Dostça sırtına vurdum. "İyileşeceğine inan kardeşim. Bekle. Adın neydi?"

"Enes abi. Peki sen. Sen niye buradasın abi?" Diye sordu. Başımı yere eğip derin nefes aldım.

Elimle yattığı yeri gösterdim Eylül'ün.

"Orada da benim sevdiğim kadın var Enes" dedim. 

"Peki sen anlatmak ister misin?" Dedi.

"Hiçbir şey için geç kalma kardeşim. Sadece bunu bil. Bekle ve de. Bak ben 25 gündür bekliyorum."

Şaşkınca bana bakıp başını salladı. Bir de benim derdimi düşünecek konuşacak hali oktu zaten çökmüştü o yüzden kısa kesip her gün yaptığım gibi saat tam 22:00 da hemşirenin yanına gittim. 

İtiraz edemezdi para susturuyordu insanları. Üstüme yine o şeyleri geçirip yine hemşirenin beş dakika zırvalıklarını dinledim. 

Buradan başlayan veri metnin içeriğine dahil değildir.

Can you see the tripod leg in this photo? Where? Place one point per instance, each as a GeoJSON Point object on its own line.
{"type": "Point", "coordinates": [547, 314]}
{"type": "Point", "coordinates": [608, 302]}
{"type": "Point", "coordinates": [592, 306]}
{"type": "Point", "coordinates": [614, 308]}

Güzel kadınımın yanına ilerledim.

"Ben geldim yeşillerini benden mahrum eden oyuncu güzel. Bilmelisin ki küçük hanım ben artık sıkıldım bu oyundan. Benden intikamını böyle mi alacaksın. Kalk ayağa be güzelim. Kır dök sen böyle pes etmezsin ki. Bir ay benim egomu taşıdın sen. Bir de aşkımı. Hadi be gün ışığı. Hem bak Emir seni çok özlemiş sen yeğenini kıramazsın ki. Kurban olduğum hadi. Gözlerine bir ömür bağışladığım uyan."

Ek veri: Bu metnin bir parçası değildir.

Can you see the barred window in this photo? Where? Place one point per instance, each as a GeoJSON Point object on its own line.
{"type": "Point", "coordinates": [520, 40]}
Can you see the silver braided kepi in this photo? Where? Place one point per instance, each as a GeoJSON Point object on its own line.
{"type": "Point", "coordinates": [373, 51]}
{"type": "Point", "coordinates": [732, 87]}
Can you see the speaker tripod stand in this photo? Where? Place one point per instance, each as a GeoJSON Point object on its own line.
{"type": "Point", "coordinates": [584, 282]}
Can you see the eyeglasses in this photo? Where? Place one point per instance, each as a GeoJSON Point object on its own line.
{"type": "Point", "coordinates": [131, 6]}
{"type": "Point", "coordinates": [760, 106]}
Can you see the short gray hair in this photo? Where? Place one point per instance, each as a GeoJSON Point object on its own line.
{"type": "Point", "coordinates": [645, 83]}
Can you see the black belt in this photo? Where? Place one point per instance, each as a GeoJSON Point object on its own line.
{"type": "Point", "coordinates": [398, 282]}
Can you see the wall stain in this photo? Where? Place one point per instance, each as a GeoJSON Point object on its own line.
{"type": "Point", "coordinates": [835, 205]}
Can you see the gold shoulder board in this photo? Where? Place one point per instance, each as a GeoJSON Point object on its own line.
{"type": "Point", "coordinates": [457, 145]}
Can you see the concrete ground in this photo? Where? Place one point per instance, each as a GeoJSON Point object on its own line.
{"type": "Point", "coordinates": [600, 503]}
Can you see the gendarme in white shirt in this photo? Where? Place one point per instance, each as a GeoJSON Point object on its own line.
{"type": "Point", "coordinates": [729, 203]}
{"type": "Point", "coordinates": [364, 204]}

Ellerini avuç içerime hapsettim. 

"Ne kadar üşümüş o ellerin. Dudakların mosmor olmuş. Sana ölüm yakışmaz ki. Bırak ben senin yerine öleyim." 

Erkek adam ağlamaz diyenlere inat bir damla bağışladım gözlerimden Eylül'ün ellerine. Ayağa kalkıp solmuş yüzünü okşadım. Dudağının kenarına bir buse kondurdum. Gözleri gözlerime kitlendiğinde öpecektim dudaklarından. Uyandığında.

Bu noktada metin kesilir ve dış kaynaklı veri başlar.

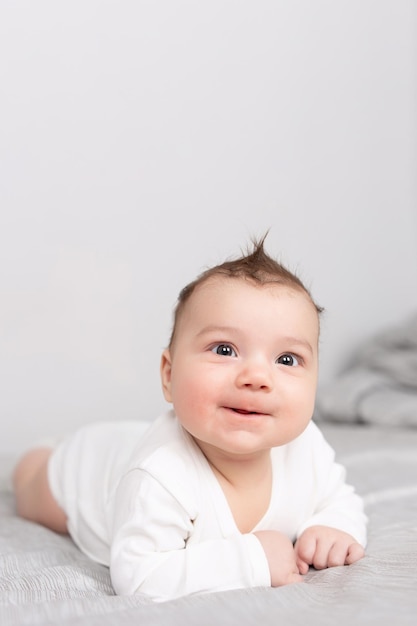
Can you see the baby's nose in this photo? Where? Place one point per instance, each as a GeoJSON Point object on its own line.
{"type": "Point", "coordinates": [255, 375]}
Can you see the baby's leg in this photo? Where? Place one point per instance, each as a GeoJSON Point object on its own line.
{"type": "Point", "coordinates": [34, 499]}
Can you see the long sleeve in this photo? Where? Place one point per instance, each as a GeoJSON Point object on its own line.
{"type": "Point", "coordinates": [336, 503]}
{"type": "Point", "coordinates": [154, 550]}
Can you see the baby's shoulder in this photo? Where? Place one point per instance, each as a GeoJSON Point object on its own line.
{"type": "Point", "coordinates": [167, 453]}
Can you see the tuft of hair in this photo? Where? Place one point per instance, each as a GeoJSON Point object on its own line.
{"type": "Point", "coordinates": [254, 265]}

Ellerimde hissettiğim baskıyla bakışlarımı oraya çevirdim. Elimi sıkıyordu parmakları. Gözleri açılıyordu yavaşça. Hızla oksijen maskesini ağzından çıkardım.

Çıkmamaya yakın sesle 

"Hakan" Dedi. 

"Eylül, güzelim." Dedim bende.

"Git" Dedi ve gözlerini kapadı. 

Heyecanla ayağa kalkmıştım şimdi ise elleri ellerimden kaydı, zaman durmuştu. Kesinlikle donmuştu. 

Git dedi ve gitti kadın sevdiği diyardan.

Git dedi kadın kaldı adam sevdiği diyarda. Dona kaldı. 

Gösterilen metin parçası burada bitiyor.